What I needed on Election Day was some reassurance that actions have consequences.
To me, it was that none of this seemed to matter. Trump could insult his supporters and threaten their livelihoods, but they remained steadfast. We don’t know whether they’d stick with him if he shot someone on Fifth Avenue, but we do know that he could lie with impunity.
According to the Post database, Trump told 22,247 lies between the time he took office on Jan. 20, 2017, and Aug. 27, 2020, a pace that averaged 17 false claims a day. The president quickened his pace to 50 per day in the past few months. After Trump’s convention speech, CNN’s Daniel Dale raised fast talking to an act of heroism by debunking on live TV more than 20 lies the president had just told. But Trump’s supporters didn’t waver; his Republican colleagues didn’t flinch. And he kept appearing on television as if he were a normal president.
He was impeached, of course. But even that consequence felt ... inconsequential. It focused on two counts — abuse of power and obstruction of Congress — and moved just one Republican to vote to convict on a single count. And afterward, Trump’s support actually grew. A whistle blew, but the game went on.
Some of these outrages are concealed or complicated, fodder for investigative reporters and congressional committees. But some we got to watch. For instance, it’s illegal for federal employees to campaign on the government’s dime, but dozens of Trump administrators rallied, tweeted and shilled for the president’s reelection in their official capacities. And what happens if you repeatedly trample the Hatch Act? Not much. The Office of Special Counsel recommended that Kellyanne Conway be fired for it; her response was, “blah, blah, blah.”
That sums up the Trump years for me: flagrant violations followed by zero repercussions. We watched his administration break the rules — of governance, of civility, of fairness, of political discourse — over and over, but only a few paid a price for it.

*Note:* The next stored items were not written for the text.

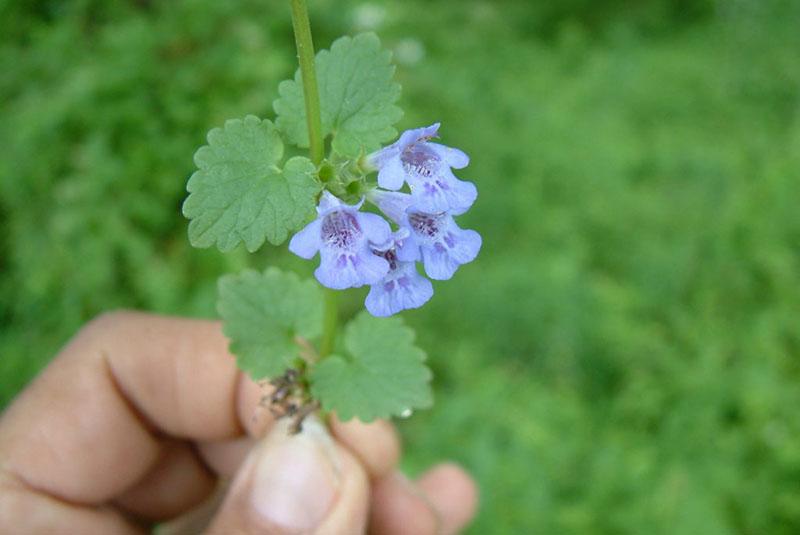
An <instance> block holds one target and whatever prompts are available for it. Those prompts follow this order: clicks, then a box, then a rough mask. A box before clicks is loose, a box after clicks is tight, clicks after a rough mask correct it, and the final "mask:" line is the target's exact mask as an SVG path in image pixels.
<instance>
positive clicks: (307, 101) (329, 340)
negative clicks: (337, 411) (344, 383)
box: [291, 0, 339, 358]
mask: <svg viewBox="0 0 800 535" xmlns="http://www.w3.org/2000/svg"><path fill="white" fill-rule="evenodd" d="M291 1H292V27H293V28H294V40H295V43H296V44H297V59H298V60H299V62H300V74H301V76H302V78H303V97H304V98H305V103H306V121H307V125H308V146H309V153H310V154H309V155H310V156H311V161H312V162H314V165H317V166H318V165H319V164H320V163H322V159H323V158H324V157H325V145H324V142H325V138H324V136H323V135H322V118H321V113H320V105H319V88H318V87H317V71H316V68H315V64H314V41H313V40H312V39H311V23H310V22H309V21H308V9H307V8H306V2H305V0H291ZM336 297H337V296H336V292H335V291H333V290H331V289H328V288H326V289H325V310H324V323H323V332H322V342H321V343H320V349H319V356H320V357H322V358H324V357H326V356H327V355H328V354H330V352H331V351H332V350H333V344H334V341H335V338H336V327H337V321H338V315H339V313H338V309H337V306H336Z"/></svg>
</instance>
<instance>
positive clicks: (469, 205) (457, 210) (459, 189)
mask: <svg viewBox="0 0 800 535" xmlns="http://www.w3.org/2000/svg"><path fill="white" fill-rule="evenodd" d="M446 174H449V175H450V176H452V179H451V180H449V181H448V184H449V189H447V190H445V191H444V196H445V199H446V200H447V204H448V206H449V207H450V213H451V214H452V215H461V214H463V213H464V212H466V211H467V210H469V209H470V208H472V205H473V204H475V199H477V198H478V188H476V187H475V184H473V183H472V182H467V181H466V180H459V179H457V178H456V177H455V176H454V175H452V173H451V172H450V171H447V172H446Z"/></svg>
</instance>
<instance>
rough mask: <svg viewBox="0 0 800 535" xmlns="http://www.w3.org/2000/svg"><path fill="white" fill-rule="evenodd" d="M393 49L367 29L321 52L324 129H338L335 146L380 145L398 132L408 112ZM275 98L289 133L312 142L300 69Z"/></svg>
mask: <svg viewBox="0 0 800 535" xmlns="http://www.w3.org/2000/svg"><path fill="white" fill-rule="evenodd" d="M390 60H391V53H390V52H389V51H387V50H384V49H382V48H381V43H380V41H379V40H378V37H377V36H376V35H375V34H373V33H364V34H360V35H357V36H356V37H354V38H353V37H342V38H340V39H337V40H336V41H334V43H333V45H332V46H331V49H330V51H328V50H321V51H320V52H319V53H318V54H317V57H316V67H317V83H318V85H319V93H320V106H321V108H322V130H323V135H324V136H327V135H328V134H333V142H332V146H333V149H334V150H335V151H336V152H338V153H339V154H342V155H344V156H348V157H357V156H358V155H359V154H360V153H361V151H362V150H363V151H365V152H370V151H373V150H376V149H378V148H380V145H381V143H382V142H385V141H390V140H392V139H394V137H395V136H396V135H397V131H396V130H395V129H394V128H393V125H394V124H395V123H396V122H397V121H399V120H400V117H402V115H403V112H402V110H401V109H400V108H398V107H397V106H395V105H394V103H395V102H396V101H397V99H398V98H400V84H398V83H396V82H394V81H393V79H392V77H393V75H394V66H393V65H392V64H391V63H390ZM278 92H279V94H280V97H279V98H278V99H277V100H276V101H275V102H274V104H273V107H274V108H275V113H277V114H278V118H277V120H276V124H277V125H278V128H280V130H281V131H282V132H284V133H285V134H286V137H287V138H288V139H289V140H290V141H291V142H293V143H294V144H296V145H298V146H300V147H304V148H305V147H308V127H307V125H306V110H305V104H304V102H303V83H302V78H301V74H300V70H299V69H298V71H297V73H296V74H295V76H294V80H286V81H284V82H281V84H280V86H278Z"/></svg>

At least, until Trump got covid-19. After months of playing down the virus that had killed and continued to kill tens of thousands of Americans, after defying public health regulations and mocking those who followed them, after behaving in a way that was, according to every credible scientific source, bound to increase a person’s chances of getting covid-19, he got covid-19. One plus one really did equal two. I wasn’t happy he was sick, but I did like the logic of it: that his reckless behavior, behavior that had affected thousands of Americans, affected him too.
But then, using all the resources at the disposal of the president — including a drug not widely available to the public and a “precautionary” hospital stay — he bounced back with uncommon speed, speculated that he was immune and admonished the public not to let covid-19 “dominate your life.”
Consequence? Not enough to change anything.
So I pinned my hopes — my need for all of it to matter — on the election.
Here’s what happened: Through massive effort, we just barely managed to fire the worst president we’ve ever had. Seventy million Americans still voted for Trump, and 80 million declined to vote. Election Day did not give us a satisfying nationwide, forehead-slapping, what were we thinking moment. It gave us the logical outcome of four years of Trump’s dishonest, inept, vindictive and divisive leadership: He lost.
After the past four years of living upside down, this logical outcome absolutely came as a relief. A bell-ringing, firework-setting, horn-honking, singing, dancing relief.
But it wasn’t enough. We can’t prosecute all of the crimes of the Trump administration, but we have to address the worst abuses of the public trust. It does America no good to act as if this were just another administration, with the normal amount of self-dealing and spin, as if, hey, politicians will be politicians, and whaddya gonna do?
There are things we can do. Two days after the election, major networks responded to the president’s lies about voter fraud not by fact-checking him afterward, or airing a statement by “the other side,” but by cutting away from him mid-press briefing. On Monday, Fox News declined to show Kayleigh McEnany baselessly accusing Democrats of voter fraud. “Unless she has more details to back that up, I can’t ... continue showing you this,” said Neil Cavuto.
You might call that too little too late. I call it a start.